The movement also encouraged men and women to cease damaging process of hair straightening and skin lightening products while embodying traditional garbs and lifestyles.  African American influence on fashion, style and beauty was virtually unparalleled during the 1970’s.

 The “Black is Beautiful” movement transcended fashion and music as individuals expanded their revolution to multiple fads.

    

Men and women dressed alike to show their equality. African-Americans proclaimed their pride in music such as James Brown “I’m Black and I’m Proud”. Fashion demonstrated freedom as people didn’t feel inhibited by mixing patterns and colors and blending afrocentric textiles with their American denim. This movement was evident in hit boy band Jackson Five, they were soulful and unrepressed by a previous generation that felt limited. The first black woman, Beverly Johnson to grace the cover of American Vogue, happened in the 70’s. The message was accessibility for all people. 

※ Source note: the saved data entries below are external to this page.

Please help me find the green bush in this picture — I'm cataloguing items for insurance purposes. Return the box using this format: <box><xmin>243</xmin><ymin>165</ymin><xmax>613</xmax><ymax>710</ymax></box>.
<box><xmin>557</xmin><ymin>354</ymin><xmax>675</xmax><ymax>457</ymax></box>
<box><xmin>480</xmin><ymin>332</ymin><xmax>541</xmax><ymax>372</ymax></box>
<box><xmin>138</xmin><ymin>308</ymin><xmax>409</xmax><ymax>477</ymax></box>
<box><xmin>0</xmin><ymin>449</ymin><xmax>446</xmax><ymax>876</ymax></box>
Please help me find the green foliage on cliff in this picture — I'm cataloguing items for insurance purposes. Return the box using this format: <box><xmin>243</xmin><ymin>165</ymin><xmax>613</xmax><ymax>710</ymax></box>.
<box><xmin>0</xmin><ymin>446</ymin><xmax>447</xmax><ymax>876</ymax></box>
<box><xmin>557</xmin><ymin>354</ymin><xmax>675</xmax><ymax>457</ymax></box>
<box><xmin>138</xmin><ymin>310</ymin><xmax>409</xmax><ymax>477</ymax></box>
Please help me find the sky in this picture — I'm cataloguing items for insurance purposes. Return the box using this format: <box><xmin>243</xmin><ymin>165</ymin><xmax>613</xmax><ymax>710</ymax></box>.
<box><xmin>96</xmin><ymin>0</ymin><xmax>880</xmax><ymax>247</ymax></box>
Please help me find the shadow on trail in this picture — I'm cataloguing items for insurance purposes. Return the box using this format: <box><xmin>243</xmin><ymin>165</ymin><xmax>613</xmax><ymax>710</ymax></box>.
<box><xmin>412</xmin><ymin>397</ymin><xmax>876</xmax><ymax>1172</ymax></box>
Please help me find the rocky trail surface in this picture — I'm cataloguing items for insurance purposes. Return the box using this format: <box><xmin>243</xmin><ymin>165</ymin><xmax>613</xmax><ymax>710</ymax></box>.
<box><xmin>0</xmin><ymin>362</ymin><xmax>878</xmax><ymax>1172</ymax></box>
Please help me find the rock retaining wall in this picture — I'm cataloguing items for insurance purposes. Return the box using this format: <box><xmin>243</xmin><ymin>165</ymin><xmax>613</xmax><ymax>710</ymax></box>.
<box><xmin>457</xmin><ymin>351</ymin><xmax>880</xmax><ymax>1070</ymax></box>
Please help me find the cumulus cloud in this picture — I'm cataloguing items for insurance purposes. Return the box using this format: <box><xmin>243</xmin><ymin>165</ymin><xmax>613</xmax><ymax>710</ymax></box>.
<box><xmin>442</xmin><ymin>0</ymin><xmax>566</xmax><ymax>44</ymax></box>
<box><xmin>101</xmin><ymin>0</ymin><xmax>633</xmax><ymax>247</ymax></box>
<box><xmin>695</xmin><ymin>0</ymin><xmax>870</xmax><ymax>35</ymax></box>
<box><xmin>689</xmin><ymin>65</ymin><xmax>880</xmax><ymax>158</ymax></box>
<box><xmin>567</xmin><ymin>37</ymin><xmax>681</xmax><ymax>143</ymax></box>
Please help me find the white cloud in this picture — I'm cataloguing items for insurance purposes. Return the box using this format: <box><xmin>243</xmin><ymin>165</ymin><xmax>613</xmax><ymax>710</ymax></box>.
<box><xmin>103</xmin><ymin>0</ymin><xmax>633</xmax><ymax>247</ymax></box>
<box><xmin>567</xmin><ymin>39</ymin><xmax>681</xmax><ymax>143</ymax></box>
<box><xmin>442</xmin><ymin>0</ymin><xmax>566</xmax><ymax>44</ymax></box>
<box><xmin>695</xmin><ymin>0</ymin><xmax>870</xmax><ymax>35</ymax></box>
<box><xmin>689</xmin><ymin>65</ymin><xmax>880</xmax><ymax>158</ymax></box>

 Soul Train was introduced to America in the 1970s, the widely influential African American television show depicted the latest fashions and dance crazes. The movement was political and commercial.

 American designers dominated the disco 70‘s. Their reign paved the way for retailers to supply options to build personal style. From Geoffrey Beene’s clean lines, Halston’s flowing seamless dresses and Ralph Lauren’s successful menswear clothing, American fashions were synonymous with the times. Al Green showcased suits with wide lapels and fancy suits in polyester and Marvin Gaye expressed his bluesy politic with safari jackets and knitted caps. Music’s synergy with fashion was flagrant and bold as it drummed in the beat of the disco movement. Black fashion exhibited a sense of entitlement to style and owning fashion on their own terms. Men wore plush velvet tuxedos in powder blue like The Spinners in their live 1977 performance

Women were fearless with explosive afros portraying a sense of pride and cultivating a sense of black beauty that was increasingly becoming marketable such as soulful Roberta Flack.